После Парижа отец с дочерью побывали в Ницце и отправились домой.

…Вот и Харьков. Поезд останавливается у перрона. Носильщики в белых фартуках выносят чемоданы. Маруся с отцом выходит на платформу. Им навстречу приближается доверенный управляющий Березовского с забавной фамилией Нагнибеда. Обычно верткий и быстрый, он едва тащится. Его длинные ноги с трудом идут вперед, а голова, торс и руки при каждом шаге дергаются назад, словно противясь движению (так, по крайней мере, казалось Марусе).

Нагнибеда подходит к улыбающемуся Александру Иосифовичу, что-то говорит ему на ухо, а потом громко добавляет: «…все закладные квитанции, как одну, предъявили к оплате».

Александр Иосифович побледнел и ничего не ответил. Маруся и Нагнибеда пошли за тележкой с чемоданами, а он, как стоял, так и не двинулся с места. Они оглянулись на него, а он все стоял, не шевелясь. На него нашел столбняк — так это называлось. Он понял: конец всему, что было создано; полное разорение, семья — на улице.

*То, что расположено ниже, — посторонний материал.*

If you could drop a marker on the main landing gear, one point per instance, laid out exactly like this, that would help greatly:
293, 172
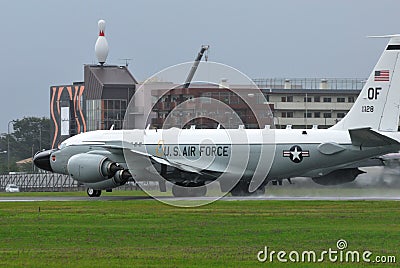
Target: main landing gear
242, 189
93, 193
189, 190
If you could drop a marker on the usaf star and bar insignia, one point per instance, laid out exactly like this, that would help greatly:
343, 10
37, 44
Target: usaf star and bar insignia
296, 154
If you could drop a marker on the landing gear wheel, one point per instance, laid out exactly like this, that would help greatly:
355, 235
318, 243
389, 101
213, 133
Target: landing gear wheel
93, 193
242, 189
189, 191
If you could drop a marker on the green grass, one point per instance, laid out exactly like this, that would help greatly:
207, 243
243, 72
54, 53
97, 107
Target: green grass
225, 233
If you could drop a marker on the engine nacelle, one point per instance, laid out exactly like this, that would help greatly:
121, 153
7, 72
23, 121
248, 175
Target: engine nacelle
91, 168
339, 176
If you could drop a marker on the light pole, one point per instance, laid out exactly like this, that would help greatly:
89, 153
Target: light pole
8, 146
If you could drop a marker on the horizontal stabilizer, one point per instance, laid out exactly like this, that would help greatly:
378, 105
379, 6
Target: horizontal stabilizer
366, 137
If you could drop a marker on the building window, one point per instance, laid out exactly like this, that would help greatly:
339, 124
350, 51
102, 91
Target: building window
327, 115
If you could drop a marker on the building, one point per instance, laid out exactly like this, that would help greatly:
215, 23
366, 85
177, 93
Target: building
304, 103
99, 102
298, 103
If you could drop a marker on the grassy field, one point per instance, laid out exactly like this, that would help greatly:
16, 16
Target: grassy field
225, 233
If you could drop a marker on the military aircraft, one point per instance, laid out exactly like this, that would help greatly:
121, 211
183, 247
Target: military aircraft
242, 160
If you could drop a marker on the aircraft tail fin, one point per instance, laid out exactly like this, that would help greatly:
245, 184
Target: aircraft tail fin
377, 106
366, 137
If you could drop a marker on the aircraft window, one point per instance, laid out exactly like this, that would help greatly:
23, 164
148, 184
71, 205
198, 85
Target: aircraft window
62, 145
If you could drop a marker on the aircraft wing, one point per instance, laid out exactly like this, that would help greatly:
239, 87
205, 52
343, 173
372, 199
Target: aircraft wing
366, 137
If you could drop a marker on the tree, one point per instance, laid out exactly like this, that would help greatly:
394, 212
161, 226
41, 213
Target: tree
30, 134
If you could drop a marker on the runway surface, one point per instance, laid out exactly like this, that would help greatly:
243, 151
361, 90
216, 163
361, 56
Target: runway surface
140, 198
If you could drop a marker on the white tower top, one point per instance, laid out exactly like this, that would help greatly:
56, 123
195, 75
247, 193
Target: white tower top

Харьковский банк, выдавший кредит, лопнул. Крупные вкладчики, потерявшие деньги, получили право компенсировать убытки за счет должников банка. Березовский взял кредит под залог всего своего движимого и недвижимого имущества. Магазин, жилье, усадьба — все теперь переходило в руки более удачливых или расчетливых друзей-преферансистов, приятелей-партнеров, не обязанных входить в положение должника. Деньги есть деньги. Так было, так будет.

В ворохе старых фотографий мое внимание привлекла неизвестно как попавшая сюда почтовая открытка на плотной бумаге. С одной стороны напечатано: «Всемирный почтовый союз. Россия. Открытое письмо». С другой стороны — репродукция известной картины В. Маковского «Крах банка». Изображена толпа людей в «Отделении по вкладам». Отчаявшиеся лица — гневные, печальные; поникшие головы. Кого тут только нет: старики, старухи, чиновники, купцы, студенты — и две монументальные фигуры городовых с саблями на боку. Вот так век назад рушились «пирамиды» и лопались банки. Но почему эта репродукция затесалась в семейные фотоальбомы? В качестве своего рода утешения? Или как грустное воспоминание? Так или иначе, но она — своеобразное свидетельство своего времени, своих трагедий.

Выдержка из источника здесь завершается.